Unlike Czech institutions, some international art-collecting institutions are already consistently providing open data. Browsing through the websites of New York’s Cooper Hewitt, The Met or Amsterdam’s Rijksmuseum we always find ready-made databases alongside tools, documents and connectors facilitating their use. Creating such portals is obviously a demanding task that only some museums are able to tackle (see the situation in the Czech scene). But there is a simpler path towards making the cultural heritage available for public use. It goes through umbrella organizations striving to create and connect open digitized collections via, for instance, the Europeana Collections project initiated by the European Union[3] which now provides over 50 million diverse cultural artifacts (not only visual artworks) from European museum collections. Or through initiatives running under Wikipedia, Wikimedia Commons or WikiArt also featuring extensive resources of digitized art for further use while their significant role in enabling access to cultural history should not be ignored.
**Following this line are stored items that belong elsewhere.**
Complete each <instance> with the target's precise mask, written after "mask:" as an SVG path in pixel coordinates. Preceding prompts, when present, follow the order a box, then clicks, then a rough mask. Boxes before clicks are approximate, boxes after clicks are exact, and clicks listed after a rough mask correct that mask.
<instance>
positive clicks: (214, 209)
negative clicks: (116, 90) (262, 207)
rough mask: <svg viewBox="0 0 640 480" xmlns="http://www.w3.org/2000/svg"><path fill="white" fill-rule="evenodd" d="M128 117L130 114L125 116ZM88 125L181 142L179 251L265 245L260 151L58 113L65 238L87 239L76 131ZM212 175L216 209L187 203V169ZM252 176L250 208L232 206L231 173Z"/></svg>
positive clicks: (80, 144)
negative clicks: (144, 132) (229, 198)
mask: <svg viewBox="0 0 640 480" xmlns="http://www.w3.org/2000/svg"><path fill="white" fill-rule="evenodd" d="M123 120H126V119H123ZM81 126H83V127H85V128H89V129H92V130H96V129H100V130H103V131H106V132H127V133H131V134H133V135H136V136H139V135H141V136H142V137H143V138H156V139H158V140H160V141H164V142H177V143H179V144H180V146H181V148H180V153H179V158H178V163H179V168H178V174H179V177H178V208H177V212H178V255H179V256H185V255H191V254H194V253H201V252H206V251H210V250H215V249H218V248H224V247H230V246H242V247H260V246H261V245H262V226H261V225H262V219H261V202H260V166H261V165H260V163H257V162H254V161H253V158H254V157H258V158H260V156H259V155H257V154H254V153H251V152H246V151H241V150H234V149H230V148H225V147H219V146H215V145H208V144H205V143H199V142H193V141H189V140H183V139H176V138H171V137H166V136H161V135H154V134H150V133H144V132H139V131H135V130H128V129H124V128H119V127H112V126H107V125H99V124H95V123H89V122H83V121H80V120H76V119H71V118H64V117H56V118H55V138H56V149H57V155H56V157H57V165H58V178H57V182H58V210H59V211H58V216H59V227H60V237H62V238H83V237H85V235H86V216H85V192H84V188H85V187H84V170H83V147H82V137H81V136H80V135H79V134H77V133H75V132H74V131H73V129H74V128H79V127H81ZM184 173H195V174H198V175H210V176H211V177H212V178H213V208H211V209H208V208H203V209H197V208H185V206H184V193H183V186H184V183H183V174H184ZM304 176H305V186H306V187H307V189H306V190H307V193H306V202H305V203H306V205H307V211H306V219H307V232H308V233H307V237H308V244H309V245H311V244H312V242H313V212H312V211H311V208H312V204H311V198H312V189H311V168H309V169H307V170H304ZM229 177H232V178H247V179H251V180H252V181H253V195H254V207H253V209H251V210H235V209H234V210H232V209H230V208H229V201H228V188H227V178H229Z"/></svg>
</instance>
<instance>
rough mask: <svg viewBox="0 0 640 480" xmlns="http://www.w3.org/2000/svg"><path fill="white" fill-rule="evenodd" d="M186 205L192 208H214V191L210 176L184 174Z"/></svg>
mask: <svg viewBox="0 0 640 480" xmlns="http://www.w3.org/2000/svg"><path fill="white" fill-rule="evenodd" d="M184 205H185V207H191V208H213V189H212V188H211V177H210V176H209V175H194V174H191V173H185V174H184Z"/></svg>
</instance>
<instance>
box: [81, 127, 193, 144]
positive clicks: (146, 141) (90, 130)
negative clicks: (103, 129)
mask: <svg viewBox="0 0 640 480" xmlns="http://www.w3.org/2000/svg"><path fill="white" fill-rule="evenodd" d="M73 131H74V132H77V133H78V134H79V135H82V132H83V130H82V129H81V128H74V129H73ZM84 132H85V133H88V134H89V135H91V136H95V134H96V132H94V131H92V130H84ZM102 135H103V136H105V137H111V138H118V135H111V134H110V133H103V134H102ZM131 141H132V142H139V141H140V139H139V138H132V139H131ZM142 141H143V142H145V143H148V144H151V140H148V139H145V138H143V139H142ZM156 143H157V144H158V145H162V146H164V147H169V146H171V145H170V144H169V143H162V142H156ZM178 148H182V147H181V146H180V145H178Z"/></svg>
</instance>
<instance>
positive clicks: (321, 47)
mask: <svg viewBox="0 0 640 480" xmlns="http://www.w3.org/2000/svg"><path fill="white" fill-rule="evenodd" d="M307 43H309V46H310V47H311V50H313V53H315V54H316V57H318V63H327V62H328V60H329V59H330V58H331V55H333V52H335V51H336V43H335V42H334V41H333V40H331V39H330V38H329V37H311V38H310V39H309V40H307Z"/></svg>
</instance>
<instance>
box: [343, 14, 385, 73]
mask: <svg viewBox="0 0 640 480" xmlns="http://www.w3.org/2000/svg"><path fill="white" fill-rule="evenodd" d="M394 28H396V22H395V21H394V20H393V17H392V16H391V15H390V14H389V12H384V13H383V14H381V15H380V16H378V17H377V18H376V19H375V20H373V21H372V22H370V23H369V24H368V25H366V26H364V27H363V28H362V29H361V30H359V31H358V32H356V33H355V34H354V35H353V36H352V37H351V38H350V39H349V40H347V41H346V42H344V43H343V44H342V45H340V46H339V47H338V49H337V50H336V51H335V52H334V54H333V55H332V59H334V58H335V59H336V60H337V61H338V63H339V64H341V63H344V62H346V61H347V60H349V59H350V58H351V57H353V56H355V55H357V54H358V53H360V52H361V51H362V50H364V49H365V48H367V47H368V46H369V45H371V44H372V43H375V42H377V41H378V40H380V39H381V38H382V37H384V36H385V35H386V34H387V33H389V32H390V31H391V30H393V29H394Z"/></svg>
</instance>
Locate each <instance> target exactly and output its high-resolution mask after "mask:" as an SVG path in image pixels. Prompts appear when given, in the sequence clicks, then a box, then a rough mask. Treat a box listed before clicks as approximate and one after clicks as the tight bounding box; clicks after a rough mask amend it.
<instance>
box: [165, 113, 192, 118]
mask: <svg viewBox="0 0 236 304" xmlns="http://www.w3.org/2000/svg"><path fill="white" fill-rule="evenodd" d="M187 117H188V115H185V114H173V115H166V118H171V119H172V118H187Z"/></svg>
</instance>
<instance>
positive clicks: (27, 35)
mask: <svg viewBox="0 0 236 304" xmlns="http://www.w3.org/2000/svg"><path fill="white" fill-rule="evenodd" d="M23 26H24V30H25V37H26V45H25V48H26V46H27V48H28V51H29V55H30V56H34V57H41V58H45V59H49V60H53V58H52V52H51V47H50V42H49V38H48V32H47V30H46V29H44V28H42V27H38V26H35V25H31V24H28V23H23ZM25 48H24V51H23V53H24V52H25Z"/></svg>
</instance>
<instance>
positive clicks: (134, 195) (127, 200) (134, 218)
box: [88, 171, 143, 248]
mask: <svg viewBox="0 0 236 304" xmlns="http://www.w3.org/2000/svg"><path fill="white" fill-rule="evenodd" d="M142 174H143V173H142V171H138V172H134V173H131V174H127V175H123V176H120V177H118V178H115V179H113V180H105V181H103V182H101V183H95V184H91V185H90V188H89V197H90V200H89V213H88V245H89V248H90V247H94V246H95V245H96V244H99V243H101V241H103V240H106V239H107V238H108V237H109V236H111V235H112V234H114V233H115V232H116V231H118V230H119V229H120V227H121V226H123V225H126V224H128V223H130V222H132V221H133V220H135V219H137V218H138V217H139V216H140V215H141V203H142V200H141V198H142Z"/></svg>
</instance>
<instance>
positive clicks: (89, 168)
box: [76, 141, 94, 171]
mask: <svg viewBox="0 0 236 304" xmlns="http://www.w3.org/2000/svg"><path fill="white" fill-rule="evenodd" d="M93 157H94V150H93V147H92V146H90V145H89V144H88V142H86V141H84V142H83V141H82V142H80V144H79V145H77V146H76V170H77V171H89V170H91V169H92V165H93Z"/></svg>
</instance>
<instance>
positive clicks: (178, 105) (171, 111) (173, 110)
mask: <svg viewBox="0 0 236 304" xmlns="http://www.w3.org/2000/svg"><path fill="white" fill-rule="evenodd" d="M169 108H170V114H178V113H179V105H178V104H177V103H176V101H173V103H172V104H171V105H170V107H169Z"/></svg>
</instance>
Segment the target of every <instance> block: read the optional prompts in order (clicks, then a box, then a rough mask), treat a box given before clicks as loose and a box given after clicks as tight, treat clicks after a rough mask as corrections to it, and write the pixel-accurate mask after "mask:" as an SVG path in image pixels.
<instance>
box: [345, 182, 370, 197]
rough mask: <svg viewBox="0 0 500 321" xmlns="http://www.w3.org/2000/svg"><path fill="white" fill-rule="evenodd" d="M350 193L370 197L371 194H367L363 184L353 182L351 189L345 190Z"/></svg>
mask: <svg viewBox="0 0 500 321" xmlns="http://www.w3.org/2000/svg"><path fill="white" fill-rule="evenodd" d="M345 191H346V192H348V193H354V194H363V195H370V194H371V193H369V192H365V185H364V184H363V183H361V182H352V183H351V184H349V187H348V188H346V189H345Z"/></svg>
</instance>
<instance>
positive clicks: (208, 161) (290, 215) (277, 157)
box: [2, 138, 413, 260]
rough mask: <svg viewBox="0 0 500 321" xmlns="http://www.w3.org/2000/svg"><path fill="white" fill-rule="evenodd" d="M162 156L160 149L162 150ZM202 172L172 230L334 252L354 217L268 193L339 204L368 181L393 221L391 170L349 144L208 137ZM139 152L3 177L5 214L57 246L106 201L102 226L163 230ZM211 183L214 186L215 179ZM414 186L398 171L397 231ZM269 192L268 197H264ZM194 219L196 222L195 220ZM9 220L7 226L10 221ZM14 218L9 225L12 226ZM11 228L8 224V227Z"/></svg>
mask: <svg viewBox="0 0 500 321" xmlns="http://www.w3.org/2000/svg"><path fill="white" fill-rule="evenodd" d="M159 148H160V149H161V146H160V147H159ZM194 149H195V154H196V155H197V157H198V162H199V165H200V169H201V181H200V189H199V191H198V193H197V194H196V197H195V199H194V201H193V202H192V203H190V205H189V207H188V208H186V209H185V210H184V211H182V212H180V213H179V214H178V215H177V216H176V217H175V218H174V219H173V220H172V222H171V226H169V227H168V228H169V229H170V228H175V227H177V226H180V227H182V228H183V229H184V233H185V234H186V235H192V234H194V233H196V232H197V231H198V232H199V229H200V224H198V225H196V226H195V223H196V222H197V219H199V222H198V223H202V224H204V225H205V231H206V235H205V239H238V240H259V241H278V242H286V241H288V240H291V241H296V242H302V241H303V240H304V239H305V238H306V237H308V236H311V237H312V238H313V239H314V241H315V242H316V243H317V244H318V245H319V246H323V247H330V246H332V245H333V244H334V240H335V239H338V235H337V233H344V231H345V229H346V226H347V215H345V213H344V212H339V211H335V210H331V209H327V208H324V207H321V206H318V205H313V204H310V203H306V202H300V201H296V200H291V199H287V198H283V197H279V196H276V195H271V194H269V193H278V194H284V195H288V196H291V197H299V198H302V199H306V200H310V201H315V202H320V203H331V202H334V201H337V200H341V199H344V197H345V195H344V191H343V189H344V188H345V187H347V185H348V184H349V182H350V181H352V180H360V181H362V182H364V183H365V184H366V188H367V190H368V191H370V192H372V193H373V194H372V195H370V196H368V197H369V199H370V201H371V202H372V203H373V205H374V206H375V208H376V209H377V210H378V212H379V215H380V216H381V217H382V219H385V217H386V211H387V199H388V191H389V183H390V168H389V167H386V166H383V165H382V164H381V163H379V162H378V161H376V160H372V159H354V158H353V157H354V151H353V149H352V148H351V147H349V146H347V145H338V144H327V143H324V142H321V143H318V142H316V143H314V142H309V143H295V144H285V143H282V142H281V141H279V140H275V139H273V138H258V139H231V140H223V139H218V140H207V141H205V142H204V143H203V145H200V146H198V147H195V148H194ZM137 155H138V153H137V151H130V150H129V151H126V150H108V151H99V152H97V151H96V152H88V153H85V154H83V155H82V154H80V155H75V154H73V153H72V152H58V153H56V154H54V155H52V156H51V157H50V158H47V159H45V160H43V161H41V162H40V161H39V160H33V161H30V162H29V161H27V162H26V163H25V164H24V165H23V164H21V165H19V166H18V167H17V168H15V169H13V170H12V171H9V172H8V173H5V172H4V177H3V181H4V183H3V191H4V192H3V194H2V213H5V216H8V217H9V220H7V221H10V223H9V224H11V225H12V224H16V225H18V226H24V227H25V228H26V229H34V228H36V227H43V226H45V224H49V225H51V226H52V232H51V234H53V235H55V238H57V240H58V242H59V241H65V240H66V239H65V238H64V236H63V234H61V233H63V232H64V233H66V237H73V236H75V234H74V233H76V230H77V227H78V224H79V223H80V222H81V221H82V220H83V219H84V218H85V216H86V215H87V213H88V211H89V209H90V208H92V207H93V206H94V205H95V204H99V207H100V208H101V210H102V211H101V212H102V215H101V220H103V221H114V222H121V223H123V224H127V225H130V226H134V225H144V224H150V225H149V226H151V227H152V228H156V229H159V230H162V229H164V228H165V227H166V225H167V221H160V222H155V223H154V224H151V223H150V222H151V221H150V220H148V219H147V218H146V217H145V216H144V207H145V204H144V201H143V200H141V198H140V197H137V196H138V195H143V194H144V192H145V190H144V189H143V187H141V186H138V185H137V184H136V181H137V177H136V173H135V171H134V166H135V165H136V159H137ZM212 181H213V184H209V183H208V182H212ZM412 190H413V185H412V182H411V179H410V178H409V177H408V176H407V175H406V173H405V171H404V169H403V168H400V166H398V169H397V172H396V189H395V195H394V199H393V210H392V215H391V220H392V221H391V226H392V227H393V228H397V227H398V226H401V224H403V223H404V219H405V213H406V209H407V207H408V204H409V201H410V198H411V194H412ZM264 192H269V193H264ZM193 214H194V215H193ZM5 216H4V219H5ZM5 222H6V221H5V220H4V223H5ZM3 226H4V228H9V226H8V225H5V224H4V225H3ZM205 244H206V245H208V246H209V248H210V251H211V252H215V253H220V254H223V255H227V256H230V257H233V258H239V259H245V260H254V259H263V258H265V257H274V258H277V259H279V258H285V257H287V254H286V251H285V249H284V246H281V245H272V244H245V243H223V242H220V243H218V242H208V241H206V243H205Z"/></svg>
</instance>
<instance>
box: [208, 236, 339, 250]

Galleries, libraries, archives and museums as public institutions conserving the heritage of the whole society should strive for their treasures to be integrated in public or open platforms to become a democratically accessed resource instead of a private competitive advantage. They should create conditions for everyone to be able to handle their data and use it to create new content and knowledge. But first of all, these institutions should fully realize that in 2020 physical cultural artifacts locked inside repositories are roughly of the same benefit as the pages of Pijoán’s encyclopedia. Both hopelessly unavailable and inaccessible, whether in a climate-controlled storage room or on a distant shelf three meters above ground.
Lukáš Pilka is a designer, art critic and theorist focusing on interactive and communication design, technologies, new media and these fields’ overlap with the world of fine arts. In his PhD research at the Academy of Arts, Architecture and Design in Prague he studies the use of neural networks for the quantitative interpretation of classical artworks.
English translation: Anna Žilková
This essay was originally published by Artalk.cz in Czech and was translated with the financial support from the Arts and Theatre Institute in Prague.
[1] Naturally, given the vast set of data, we might presume that it includes works from across all the continents and that it may even be a representative sample of the world cultural heritage. But a look at the map of included collections reveals that European and North American museums represent an overwhelming majority among all the institutions involved and, by contrast, just a little over ten African collections were documented and made accessible. As far as the Czech Republic is concerned, 18 organizations have made part of their collections accessible through the Google Cultural Institute, as of the publication date of this article.
[2] We must make difference between raw data and knowledge. Data can include knowledge but it’s not a prerequisite. Just as it can be complicated to extract knowledge from data.
[3] Out of Europeana’s overall 50 million digital reproductions, less than 35,000, or roughly 0.07%, are from Czech institutions.